Inflammatory bowel disease (IBD) predominantly comprises ulcerative colitis (UC) and Crohn’s disease (CD).1 It affects people of all ages but mainly presents in adolescence and early adulthood. Symptoms may include diarrhoea, rectal bleeding, abdominal pain, fatigue, lethargy, weight loss and inflammation in extraintestinal organs such as the skin, eyes and joints.1 Traditional treatment aims focused on symptom relief, but with better therapies and an understanding that full control of inflammation is associated with better long-term outcomes, the focus has shifted to aiming for mucosal healing.2

Since there are no curative medical therapies, IBD is a non-communicable, chronic disease that needs lifelong treatment in the vast majority of cases. Traditional step-up approaches starting with mesalazine (for UC only), followed by immunomodulators and then biologics have been complimented by top-down approaches for select cases with poor prognosis.1 In the UK, approximately 30% of CD and 15% of UC patients are currently being treated with advanced therapies. The choice of therapeutic agents for moderate to severe IBD has increased and comprises anti-tumour necrosis factor (TNF) biologics (infliximab, adalimumab, golimumab (UC only) and certolizumab (CD only)), anti-integrin biologics (vedolizumab), anti-IL12/23 biologics (ustekinumab), anti-IL23 biologics (risankizumab (CD only), mirikizumab (UC only), oral Janus-Kinase (JAK) inhibitors (tofacitinib (UC only), filgotinib (UC only) and upadacitinib) as well as S1P-inhibitors (ozanimod (UC only)).

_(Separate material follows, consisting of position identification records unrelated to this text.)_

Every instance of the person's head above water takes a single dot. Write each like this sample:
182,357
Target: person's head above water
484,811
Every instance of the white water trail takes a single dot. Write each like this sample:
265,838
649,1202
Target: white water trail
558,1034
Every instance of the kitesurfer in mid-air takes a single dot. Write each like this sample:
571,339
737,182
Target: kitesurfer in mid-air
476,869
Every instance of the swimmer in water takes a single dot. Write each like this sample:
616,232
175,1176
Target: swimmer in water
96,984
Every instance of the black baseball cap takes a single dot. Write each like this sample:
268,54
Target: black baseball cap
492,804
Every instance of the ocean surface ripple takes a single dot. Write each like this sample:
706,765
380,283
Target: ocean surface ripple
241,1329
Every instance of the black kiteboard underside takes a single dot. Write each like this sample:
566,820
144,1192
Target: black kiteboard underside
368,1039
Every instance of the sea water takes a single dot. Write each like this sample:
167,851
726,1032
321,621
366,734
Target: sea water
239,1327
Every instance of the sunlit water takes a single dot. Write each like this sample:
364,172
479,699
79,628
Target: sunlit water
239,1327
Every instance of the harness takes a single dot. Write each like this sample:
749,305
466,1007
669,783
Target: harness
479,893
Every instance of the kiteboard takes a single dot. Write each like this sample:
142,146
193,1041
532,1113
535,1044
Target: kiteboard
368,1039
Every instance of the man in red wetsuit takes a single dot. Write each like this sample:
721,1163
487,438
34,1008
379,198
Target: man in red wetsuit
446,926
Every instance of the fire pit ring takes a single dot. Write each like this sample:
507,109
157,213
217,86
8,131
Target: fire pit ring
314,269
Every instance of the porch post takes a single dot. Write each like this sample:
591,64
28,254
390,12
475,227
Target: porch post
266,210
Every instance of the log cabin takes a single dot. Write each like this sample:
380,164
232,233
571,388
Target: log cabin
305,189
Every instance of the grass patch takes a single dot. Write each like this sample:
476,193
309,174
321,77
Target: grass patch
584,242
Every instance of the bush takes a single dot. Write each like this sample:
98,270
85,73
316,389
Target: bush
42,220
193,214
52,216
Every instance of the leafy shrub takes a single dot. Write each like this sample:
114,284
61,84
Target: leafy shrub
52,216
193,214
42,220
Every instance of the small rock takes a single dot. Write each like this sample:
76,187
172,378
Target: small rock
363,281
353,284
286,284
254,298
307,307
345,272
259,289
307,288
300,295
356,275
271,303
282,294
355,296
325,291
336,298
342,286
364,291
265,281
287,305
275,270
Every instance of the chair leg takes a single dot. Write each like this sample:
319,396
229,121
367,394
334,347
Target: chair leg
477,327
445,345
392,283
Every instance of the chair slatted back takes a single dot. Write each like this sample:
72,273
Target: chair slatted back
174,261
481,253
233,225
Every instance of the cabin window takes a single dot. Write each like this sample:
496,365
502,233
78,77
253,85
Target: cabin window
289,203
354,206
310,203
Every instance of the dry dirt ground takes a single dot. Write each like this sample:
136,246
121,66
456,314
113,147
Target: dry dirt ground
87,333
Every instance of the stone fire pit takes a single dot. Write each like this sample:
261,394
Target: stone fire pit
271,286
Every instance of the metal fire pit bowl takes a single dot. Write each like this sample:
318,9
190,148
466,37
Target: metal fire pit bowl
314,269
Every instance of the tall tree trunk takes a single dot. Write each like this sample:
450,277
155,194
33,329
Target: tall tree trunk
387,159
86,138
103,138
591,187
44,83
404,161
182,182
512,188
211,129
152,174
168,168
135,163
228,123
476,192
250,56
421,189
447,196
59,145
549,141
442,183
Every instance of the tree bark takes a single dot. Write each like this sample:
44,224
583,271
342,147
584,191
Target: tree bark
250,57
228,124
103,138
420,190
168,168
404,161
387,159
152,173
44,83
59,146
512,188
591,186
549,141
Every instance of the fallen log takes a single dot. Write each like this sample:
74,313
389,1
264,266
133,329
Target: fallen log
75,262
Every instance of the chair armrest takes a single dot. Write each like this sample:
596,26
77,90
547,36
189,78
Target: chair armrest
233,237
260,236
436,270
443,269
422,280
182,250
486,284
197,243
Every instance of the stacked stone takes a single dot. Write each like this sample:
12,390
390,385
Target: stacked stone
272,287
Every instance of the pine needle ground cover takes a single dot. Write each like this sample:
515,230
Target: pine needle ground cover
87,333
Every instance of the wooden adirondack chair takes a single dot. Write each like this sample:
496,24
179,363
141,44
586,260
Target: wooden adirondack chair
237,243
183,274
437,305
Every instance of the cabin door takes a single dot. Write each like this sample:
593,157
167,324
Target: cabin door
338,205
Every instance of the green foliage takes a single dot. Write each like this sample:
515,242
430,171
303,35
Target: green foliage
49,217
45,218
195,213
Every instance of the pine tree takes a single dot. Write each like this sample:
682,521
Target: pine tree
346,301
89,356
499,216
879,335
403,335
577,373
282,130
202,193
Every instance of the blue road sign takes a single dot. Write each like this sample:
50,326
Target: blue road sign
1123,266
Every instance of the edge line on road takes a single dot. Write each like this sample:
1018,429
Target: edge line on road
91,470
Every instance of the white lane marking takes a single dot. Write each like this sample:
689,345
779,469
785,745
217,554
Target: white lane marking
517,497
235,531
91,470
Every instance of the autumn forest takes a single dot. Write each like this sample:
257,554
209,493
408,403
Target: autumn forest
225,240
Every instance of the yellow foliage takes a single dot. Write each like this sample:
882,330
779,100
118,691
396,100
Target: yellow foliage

Advanced therapies are being used when conventional approaches with immunomodulators are ineffective or not tolerated, when a severe phenotype requires top-down treatment, when faster disease control than achievable with an immunomodulator is needed and when acute severe flares lead to hospital admission. When infliximab was first used for IBD episodic treatment was often applied with short treatment cycles of a few weeks only. This approach proved insufficient to achieve good disease control and maintenance therapy has been advocated since.1

Achieving good control of inflammation rather than just symptom control is associated with a reduced flare rate, and a reduced need for hospitalisation or surgery.2 3 Currently available advanced therapies are not without risk or side effects, however. As all advanced therapies suppress the immune system there is an increased risk of infections, which is higher in those on combination therapy with anti-TNF and immunomodulators.4–6 While the relative risk is static with age, the absolute risk of severe infections becomes greater and more problematic, therefore, with increasing age. However, even younger patients often report frequent minor infections that nevertheless impact on quality of life.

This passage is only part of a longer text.